Clojure - process huge files with low memory - clojure

I am processing text files 60GB or larger. The files are seperated into a header section of variable length and a data section. I have three functions:
head? a predicate to distinguish header lines from data lines
process-header process one header line string
process-data process one data line string
The processing functions asynchronously access and modify an in-memory database
I advanced on a file reading method from another SO thread, which should build a lazy sequence of lines. The idea was to process some lines with one function, then switch the function once and keep processing with the next function.
(defn lazy-file
[file-name]
(letfn [(helper [rdr]
(lazy-seq
(if-let [line (.readLine rdr)]
(cons line (helper rdr))
(do (.close rdr) nil))))]
(try
(helper (clojure.java.io/reader file-name))
(catch Exception e
(println "Exception while trying to open file" file-name)))))
I use it with something like
(let [lfile (lazy-file "my-file.txt")]
(doseq [line lfile :while head?]
(process-header line))
(doseq [line (drop-while head? lfile)]
(process-data line)))
Although that works, it's rather inefficient for a couple of reasons:
Instead of simply calling process-head until I reach the data and then continuing with process-data, I have to filter header lines and process them, then restart parsing the whole file and drop all header lines to process data. This is the exact opposite of what lazy-file intended to do.
Watching memory consumption shows me, that the program, though seemingly lazy, builds up to use as much RAM as would be required to keep the file in memory.
So what is a more efficient, idiomatic way to work with my database?
One idea might be using a multimethod to process header and data dependant on the value of the head? predicate, but I suppose this would have some serious speed impact, especially as there is only one occurence where the predicate outcome changes from alway true to always false. I didn't benchmark that yet.
Would it be better to use another way to build the line-seq and parse it with iterate? This would still leave me needing to use :while and :drop-while, I guess.
In my research, using NIO file access was mentioned a couple of times, which should improve memory usage. I could not find out yet how to use that in an idiomatic way in clojure.
Maybe I still have a bad grasp of the general idea, how the file should be treated?
As always, any help, ideas or pointers to tuts are greatly appreciated.

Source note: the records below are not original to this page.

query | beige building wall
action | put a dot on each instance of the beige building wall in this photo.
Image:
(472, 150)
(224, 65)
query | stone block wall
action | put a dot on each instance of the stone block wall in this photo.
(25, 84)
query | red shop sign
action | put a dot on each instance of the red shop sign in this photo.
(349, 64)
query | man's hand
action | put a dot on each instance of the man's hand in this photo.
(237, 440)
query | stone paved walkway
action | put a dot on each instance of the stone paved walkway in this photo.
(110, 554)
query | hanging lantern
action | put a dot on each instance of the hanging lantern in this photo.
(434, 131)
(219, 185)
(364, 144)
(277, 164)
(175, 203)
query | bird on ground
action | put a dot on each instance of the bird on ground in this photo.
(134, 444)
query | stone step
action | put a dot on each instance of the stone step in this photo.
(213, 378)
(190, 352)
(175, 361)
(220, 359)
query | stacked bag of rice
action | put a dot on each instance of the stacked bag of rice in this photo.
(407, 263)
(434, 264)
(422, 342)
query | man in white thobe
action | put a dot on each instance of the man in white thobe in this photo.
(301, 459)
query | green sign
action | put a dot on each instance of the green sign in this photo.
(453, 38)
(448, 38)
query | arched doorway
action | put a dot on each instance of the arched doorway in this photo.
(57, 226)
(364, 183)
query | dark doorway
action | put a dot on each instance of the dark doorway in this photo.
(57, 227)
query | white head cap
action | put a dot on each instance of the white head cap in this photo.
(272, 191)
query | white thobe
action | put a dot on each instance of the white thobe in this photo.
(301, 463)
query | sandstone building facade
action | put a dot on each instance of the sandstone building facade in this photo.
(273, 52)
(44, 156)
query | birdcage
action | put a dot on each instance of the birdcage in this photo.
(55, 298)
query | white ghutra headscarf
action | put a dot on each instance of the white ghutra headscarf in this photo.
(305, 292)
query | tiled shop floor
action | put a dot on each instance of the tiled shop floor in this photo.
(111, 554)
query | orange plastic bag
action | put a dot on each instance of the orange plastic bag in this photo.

You should use standard library functions.
line-seq, with-open and doseq will easily do the job.
Something in the line of:
(with-open [rdr (clojure.java.io/reader file-path)]
(doseq [line (line-seq rdr)]
(if (head? line)
(process-header line)
(process-data line))))

There are several things to consider here:
Memory usage
There are reports that leiningen might add stuff that results in keeping references to the head, although doseq specifically does not hold on to the head of the sequence it's processing, cf. this SO question. Try verifying your claim "use as much RAM as would be required to keep the file in memory" without using lein repl.
Parsing lines
Instead of using two loops with doseq, you could also use a loop/recur approach. What you expect to be parsing would be a second argument like this (untested):
(loop [lfile (lazy-file "my-file.txt")
parse-header true]
(let [line (first lfile)]
(if [and parse-header (head? line)]
(do (process-header line)
(recur (rest lfile) true))
(do (process-data line)
(recur (rest lfile) false)))))
There is another option here, which would be to incorporate your processing functions into your file reading function. So, instead of just consing a new line and returning it, you could just as well process it right away -- typically you could hand over the processing function as an argument instead of hard-coding it.
Your current code looks like processing is a side-effect. If so, you could then probably do away with the laziness if you incorporate the processing. You need to process the entire file anyway (or so it seems) and you do so on a per-line basis. The lazy-seq approach basically just aligns a single line read with a single processing call. Your need for laziness arises in the current solution because you separate reading (the entire file, line by line) from processing. If you instead move the processing of a line into the reading, you don't need to do that lazily.

Related

Clojure : why does this writer consume so much heap space?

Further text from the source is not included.